My Older Brother Raped Me And My Sisterwhen i was 4 to 5 years my older brother started raping me i didn't know what was happening and it kept repeating until 4 Th grade when i started realizing what was happening. i cried to my mom and explained what had happened and she told me not to tell my dad and she would talk to him. and when i was 13 teen i was putting my clothes in the dryer and he came to me and told me to come with him. i was confused but i went and he told me to sit down. he said rember what we use to to do i will pay you if you do it again . i felt disgusted and shocked i got up and left and since then its been awkward when i started Jr high my sister came to me and told me what had happened to her and how he came to her while she was sleeping. when she was a kid he had raped her.she told me a lot of her stories and i related to her and how she told me that mom repeated the same thing she'll talk to him.
since then i just hated his guts i had nightmares since then of someone pulling me and dragging, and shacking me and i would always have a melt down and freak out when i remembered. in 11th grade me and my sis had the courage to tell my dad and he
was shocked in a way. when we told our dad our mom jumped in the conversation saying that he didn't and he swore to god he didn't of course my dad didn't believe us he said he would investigated . the proof was there when my mom told my dad that we had came to her when we were kids its weird because she acts like she is hurt even thought she defends him and still does i was sick and fed up with it so i asked my dad if me and my sister can leave to another state to move in with our relatives and he said alright that same day my mother went downstairs and locked her self with that monster aka our brother and guess what happened. my mom told my dad that our brother should live with our relatives where we wanted to go though she knew that's where we wanted to escape and forget when my brother left.

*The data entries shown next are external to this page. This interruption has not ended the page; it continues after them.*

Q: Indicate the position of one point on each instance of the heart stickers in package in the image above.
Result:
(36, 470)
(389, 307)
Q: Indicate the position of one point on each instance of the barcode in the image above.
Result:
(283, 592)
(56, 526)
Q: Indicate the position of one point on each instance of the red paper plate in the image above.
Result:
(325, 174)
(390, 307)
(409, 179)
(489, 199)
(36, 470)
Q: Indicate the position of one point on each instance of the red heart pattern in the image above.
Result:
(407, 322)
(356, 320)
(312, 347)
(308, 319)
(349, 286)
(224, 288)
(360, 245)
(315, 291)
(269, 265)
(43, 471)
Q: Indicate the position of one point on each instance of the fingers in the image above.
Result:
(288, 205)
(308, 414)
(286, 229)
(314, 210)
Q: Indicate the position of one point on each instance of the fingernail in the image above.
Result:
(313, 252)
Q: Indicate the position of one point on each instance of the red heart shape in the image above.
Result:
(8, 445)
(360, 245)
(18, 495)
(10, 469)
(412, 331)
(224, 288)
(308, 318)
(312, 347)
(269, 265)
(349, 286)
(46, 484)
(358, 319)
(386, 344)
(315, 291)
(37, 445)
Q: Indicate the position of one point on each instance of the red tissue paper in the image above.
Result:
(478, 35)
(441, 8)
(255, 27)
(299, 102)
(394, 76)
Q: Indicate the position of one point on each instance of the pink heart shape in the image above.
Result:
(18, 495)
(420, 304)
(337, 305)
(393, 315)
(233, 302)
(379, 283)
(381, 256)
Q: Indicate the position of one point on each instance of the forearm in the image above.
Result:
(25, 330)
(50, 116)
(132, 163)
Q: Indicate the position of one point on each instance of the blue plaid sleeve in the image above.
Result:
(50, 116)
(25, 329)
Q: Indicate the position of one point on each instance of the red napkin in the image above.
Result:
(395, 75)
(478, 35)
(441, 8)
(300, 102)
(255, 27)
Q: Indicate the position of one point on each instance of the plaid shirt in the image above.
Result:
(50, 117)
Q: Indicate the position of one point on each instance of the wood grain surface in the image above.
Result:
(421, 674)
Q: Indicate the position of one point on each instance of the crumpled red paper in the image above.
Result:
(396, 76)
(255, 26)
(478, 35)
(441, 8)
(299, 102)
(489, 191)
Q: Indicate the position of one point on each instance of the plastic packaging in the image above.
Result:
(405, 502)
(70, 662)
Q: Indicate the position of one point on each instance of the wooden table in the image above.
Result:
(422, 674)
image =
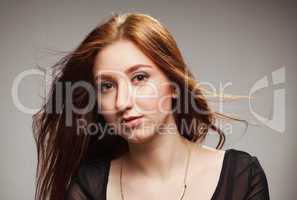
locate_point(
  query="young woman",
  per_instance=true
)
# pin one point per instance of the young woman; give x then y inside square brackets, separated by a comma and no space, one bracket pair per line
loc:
[126,119]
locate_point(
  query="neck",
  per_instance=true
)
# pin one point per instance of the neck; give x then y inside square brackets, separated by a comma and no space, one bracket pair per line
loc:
[163,156]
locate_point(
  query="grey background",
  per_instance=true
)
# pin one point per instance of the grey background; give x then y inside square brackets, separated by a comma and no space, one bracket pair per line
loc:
[222,41]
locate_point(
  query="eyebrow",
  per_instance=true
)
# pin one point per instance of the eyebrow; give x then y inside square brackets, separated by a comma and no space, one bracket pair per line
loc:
[127,71]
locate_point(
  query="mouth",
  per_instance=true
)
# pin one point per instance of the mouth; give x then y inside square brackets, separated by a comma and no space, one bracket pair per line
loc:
[132,121]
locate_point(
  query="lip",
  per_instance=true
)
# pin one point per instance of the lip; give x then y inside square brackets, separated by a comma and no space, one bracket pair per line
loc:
[132,121]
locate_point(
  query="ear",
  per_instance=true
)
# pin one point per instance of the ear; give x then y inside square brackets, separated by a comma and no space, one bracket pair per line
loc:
[174,93]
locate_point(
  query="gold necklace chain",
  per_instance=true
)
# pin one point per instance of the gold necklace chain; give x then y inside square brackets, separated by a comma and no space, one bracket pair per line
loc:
[184,181]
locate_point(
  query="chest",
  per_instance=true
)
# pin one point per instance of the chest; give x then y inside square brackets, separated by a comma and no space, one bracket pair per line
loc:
[200,185]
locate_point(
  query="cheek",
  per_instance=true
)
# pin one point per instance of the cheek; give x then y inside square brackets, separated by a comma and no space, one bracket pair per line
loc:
[106,109]
[154,98]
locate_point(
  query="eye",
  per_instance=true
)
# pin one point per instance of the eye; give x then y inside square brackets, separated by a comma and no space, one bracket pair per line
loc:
[141,77]
[105,86]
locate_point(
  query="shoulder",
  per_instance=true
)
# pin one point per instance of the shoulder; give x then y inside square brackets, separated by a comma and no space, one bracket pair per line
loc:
[89,179]
[242,161]
[245,175]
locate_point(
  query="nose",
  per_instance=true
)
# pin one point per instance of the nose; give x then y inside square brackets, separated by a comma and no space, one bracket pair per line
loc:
[124,97]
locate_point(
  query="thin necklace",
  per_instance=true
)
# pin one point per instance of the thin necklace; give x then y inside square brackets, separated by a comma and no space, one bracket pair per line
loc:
[184,181]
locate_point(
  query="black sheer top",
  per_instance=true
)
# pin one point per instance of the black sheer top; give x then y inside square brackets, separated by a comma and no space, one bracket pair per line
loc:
[241,178]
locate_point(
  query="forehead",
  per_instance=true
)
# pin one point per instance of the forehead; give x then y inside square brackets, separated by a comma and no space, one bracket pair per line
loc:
[120,56]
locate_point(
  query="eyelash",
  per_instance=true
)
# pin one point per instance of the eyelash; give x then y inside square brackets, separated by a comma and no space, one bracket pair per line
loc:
[143,74]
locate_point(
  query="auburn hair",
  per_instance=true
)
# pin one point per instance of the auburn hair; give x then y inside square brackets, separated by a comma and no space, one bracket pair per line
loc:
[61,148]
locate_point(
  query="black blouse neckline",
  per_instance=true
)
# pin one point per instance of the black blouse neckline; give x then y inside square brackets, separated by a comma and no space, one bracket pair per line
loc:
[221,177]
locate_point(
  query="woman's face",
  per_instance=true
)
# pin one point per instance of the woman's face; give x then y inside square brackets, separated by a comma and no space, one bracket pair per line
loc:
[129,84]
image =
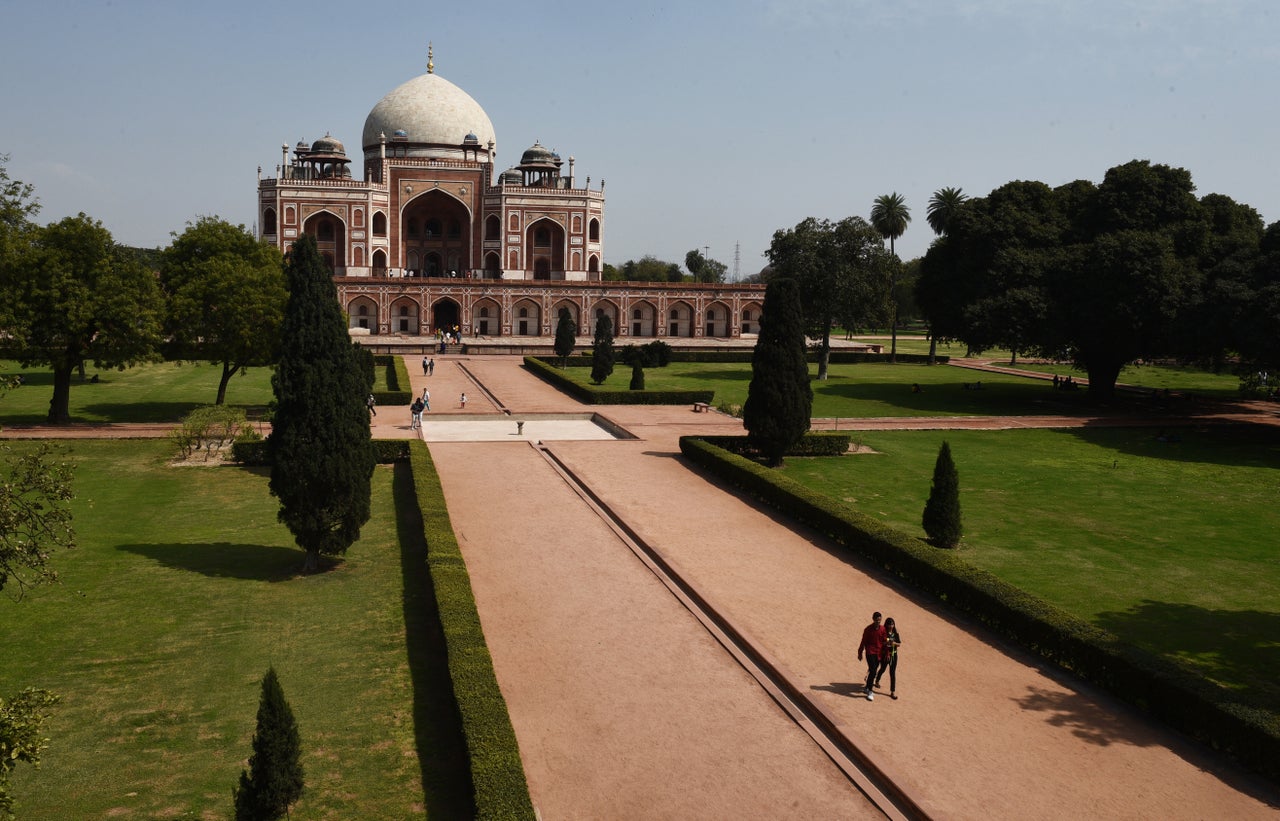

everyone in our family were acting fxcked up to us saying we got what we wanted and that it was are fault he left.
and my second to older brother had knew what had happened to us and he told me and my sister to forgive and forget. how can you if its traumatizing. our own mother blamed us for what had happened she believes that its our fault still to this day were the outcasts in our family and when ever we want to go out she would make rude remarks its sad look what the world has come to know its time to say **** you and im reaally 17 and my sister is 16 its hard to let it go i tryed so many times but it hurts deeply like some one riped out my heart i dont know if i should get tharpy or some thing what do you think????